Warning Strike: The screening of 'Once in the XX Century' (2004) by Deimantas Narkevičius

5 October 2025
Overview

Deimantas Narkevičius

Once in the XX Century, 2004

16mm film transferred to video

8 min

 

The film will be screened on repeat from 12 to 4 pm on Sunday, October 5, 2025.

This Sunday, October 5, Galerija VARTAI will open its doors to join the Lithuanian cultural community in a warning strike, contributing to a collective call for competence, respect and responsibility in cultural policy. On this day, we invite all those in support to come together for a screening of Once in the XX Century (2004) by Deimantas Narkevičius. In this piece, the artist reworked archival footage of the removal of the Lenin monument in Vilnius so that it appears to rise rather than fall. By exposing how easily history can be reframed or denied, the work resonates with the troubling political climate of today, where populist rhetoric echoes unsettling fragments of the recent past.

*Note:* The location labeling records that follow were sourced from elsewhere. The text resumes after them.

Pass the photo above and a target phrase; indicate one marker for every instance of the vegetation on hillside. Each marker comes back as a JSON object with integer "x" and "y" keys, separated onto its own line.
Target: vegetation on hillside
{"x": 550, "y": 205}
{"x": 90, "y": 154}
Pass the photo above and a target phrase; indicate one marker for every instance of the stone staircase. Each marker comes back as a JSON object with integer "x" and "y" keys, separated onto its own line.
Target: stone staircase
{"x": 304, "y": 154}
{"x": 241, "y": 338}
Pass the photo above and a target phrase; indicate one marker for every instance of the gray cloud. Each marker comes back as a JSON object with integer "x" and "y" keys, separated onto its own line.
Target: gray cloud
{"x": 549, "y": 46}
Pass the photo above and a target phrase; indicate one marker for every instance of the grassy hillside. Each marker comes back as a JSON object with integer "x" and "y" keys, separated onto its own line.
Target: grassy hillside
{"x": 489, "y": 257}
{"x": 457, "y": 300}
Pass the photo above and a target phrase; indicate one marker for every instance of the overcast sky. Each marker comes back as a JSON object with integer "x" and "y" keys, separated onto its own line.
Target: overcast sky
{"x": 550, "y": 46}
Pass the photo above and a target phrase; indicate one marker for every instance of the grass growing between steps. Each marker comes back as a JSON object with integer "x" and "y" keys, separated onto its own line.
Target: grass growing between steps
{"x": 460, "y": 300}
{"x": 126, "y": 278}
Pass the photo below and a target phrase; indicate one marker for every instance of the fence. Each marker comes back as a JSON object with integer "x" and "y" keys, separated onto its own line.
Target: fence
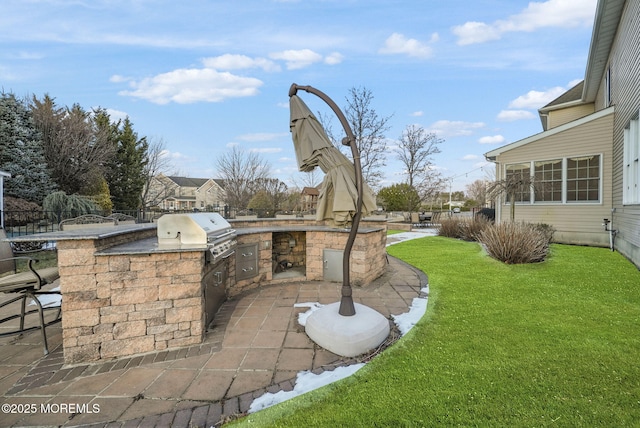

Now part of major international collections, including MoMA and the Centre Pompidou, this piece stands as a stark reminder that we must protect culture as a space for critical reflection and dialogue—because this could be the last time…
 
About the work in the words of the artist:
 
The thoughts behind the work are not about nostalgia for a former time. In many East European countries (which are undergoing extreme new liberal development of their economies) there are quite large numbers of people who are missing some social ideas, dreams, or even utopias. As the reality of the Soviet Union is becoming alien and forgotten for the majority of East Europeans, the ideas of socialism again become actual and possible to be discussed as an alternative for the extreme new liberalism. For the younger generation, communism is becoming something very exotic. For that generation, it certainly does not have connotations of a state of terror against the individual and an ideology of the colonisation of entire nations. On the other hand, the recent past in the East is denied by the new politicians. Some of them (who originally started their political careers before the changes of the 1990s) have become a type of right-wing populists. Often their rhetoric is somehow reminiscent of some things from the past. So there is something scary about any repetition of the not-so-distant past, even though it seems hardly possible.
 

Deimantas Narkevičius. Da Capo. Edited by Marco Scotini. Berlin: Archive Books, 2015.